Better and bizarre...

Okay, this has been a weird day. First and foremost, Matthew is doing much better today. He is a lot more active and is having fewer episodes of dropping his heart rate and oxygen saturation. These are all good signs that he is feeling much better. In addition, he is starting to have more normal looking stools without blood in them. His color even looks better today. They don't want to keep him on the ventilator for a long time because of his Chronic Lung Disease, so they are starting to wean him off it and they may extubate him this weekend. Praise God for answered prayers!!

So, the bizarre thing that happened, is that the doctor who has Matthew tonight and this weekend thinks he does NOT have NEC, but does have a problem with his intestines and some kind of unknown infection. We looked at several of his x-rays tonight and they show the intestines are dilated but they don't have the pneumatosis (air in the intestinal lining) that shows signs of NEC. The bizarre thing is that Jason and I saw the x-rays the other doctor showed us which had the pneumatosis. So what's so bizarre about that? Well, tonight the x-rays that we saw yesterday, couldn't be found. We saw ones that looked similar to the ones from yesterday but they did not have the pneumatosis. Hmmmm...bizarre. Anyway, the doctor said that they are going to monitor his intestines and that they may actually try to feed him a tiny bit of milk over the weekend, depending on how they look. The theory behind this is that she doesn't think he has NEC, and the milk will actually help reduce the amount of acid build up in his stomach so there is no need to wait a couple of weeks to start back up on feedings. They did assure us that they won't give him milk until his intestines are looking much better.
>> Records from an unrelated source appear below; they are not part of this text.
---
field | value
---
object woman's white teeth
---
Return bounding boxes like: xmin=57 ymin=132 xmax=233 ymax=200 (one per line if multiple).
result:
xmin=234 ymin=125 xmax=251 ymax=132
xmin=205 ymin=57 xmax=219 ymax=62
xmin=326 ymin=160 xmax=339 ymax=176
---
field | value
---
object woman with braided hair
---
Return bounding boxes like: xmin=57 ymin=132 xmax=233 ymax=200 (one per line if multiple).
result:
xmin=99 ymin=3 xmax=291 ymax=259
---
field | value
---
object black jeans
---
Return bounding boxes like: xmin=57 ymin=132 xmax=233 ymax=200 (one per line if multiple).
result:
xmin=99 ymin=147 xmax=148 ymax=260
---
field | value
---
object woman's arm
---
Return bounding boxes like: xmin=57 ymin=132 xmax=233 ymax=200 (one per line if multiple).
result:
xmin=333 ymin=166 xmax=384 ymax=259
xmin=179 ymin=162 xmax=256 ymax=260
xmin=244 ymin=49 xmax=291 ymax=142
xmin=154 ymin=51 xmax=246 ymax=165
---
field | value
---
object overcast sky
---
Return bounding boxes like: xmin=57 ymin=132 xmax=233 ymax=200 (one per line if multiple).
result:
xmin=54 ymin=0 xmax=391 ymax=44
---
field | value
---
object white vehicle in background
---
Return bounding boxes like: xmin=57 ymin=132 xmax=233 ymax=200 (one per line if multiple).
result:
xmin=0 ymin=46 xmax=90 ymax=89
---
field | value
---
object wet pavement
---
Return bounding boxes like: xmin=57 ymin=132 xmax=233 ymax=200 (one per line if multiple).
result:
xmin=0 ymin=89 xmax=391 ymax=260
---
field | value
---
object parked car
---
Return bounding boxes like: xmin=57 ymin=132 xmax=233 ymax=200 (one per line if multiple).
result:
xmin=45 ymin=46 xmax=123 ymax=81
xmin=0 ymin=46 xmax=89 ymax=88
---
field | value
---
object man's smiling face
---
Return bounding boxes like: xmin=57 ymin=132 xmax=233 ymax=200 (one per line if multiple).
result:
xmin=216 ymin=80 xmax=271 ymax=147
To add to this bizarreness, they think the reason he might have crashed so hard was that he was having a systemic reaction to the eye drops that he received. Apparently, these drops are pretty powerful drugs and he was having a reaction to them. There is another baby in the NICU that also had a similar reaction to the eye drops and they had to perform CPR on him too. So with the eye drops and the morphine they gave for pain while trying to get the deep IV line, he just couldn't handle it all. The day was stressful enough for him and then when you add the drugs on top of that, he just couldn't tolerate any of it. This of course makes me a bit nervous for his next eye appointment.
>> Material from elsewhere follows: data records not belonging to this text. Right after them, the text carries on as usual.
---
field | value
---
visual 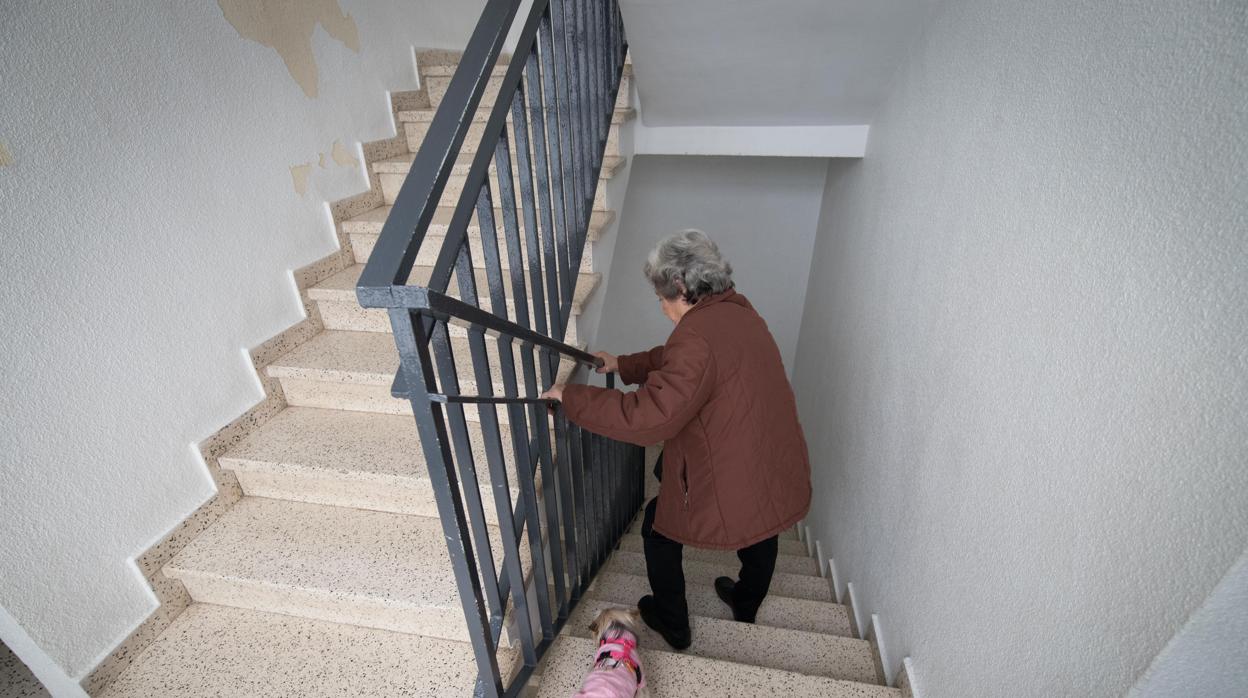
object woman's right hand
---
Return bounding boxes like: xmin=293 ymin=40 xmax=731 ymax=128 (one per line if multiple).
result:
xmin=594 ymin=351 xmax=620 ymax=373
I am very encouraged today with his condition and continue to feel at peace with all that is going on. I really feel that God has answered our prayers! Thank you all very much for your prayers. Please keep praying, especially for him to really not have NEC and that his intestines heal completely and whatever infection he has goes away. Please also pray that the doctors can figure out what is going on with his intestines because they are not sure about what is happening...AGAIN! They are still stumped with him, as usual. I personally think that God is healing his body before they can diagnose anything and He is not letting things get worse enough to truly put a label on anything. Afterall, they keep saying that Matthew never has the "classic" signs of anything and he's an enigma which they can't figure out. This apparently is pretty unusual, because normally they can tell you what is wrong, but they are still scratching their heads with him. Let's take the NEC for example, they saw x-rays that showed signs of him having it, then suddenly his x-rays aren't showing anything like what we saw. Did he have it and God healed it so now they think he doesn't have it, or did he really have it at all? All I can say is that Jason and I saw the x-rays that showed signs of NEC, now we don't see it on the x-rays. Who knows... obviously only God knows, and I am truly thankful that God is in control and that Matthew is doing so much better today. Give thanks and glory to God!!!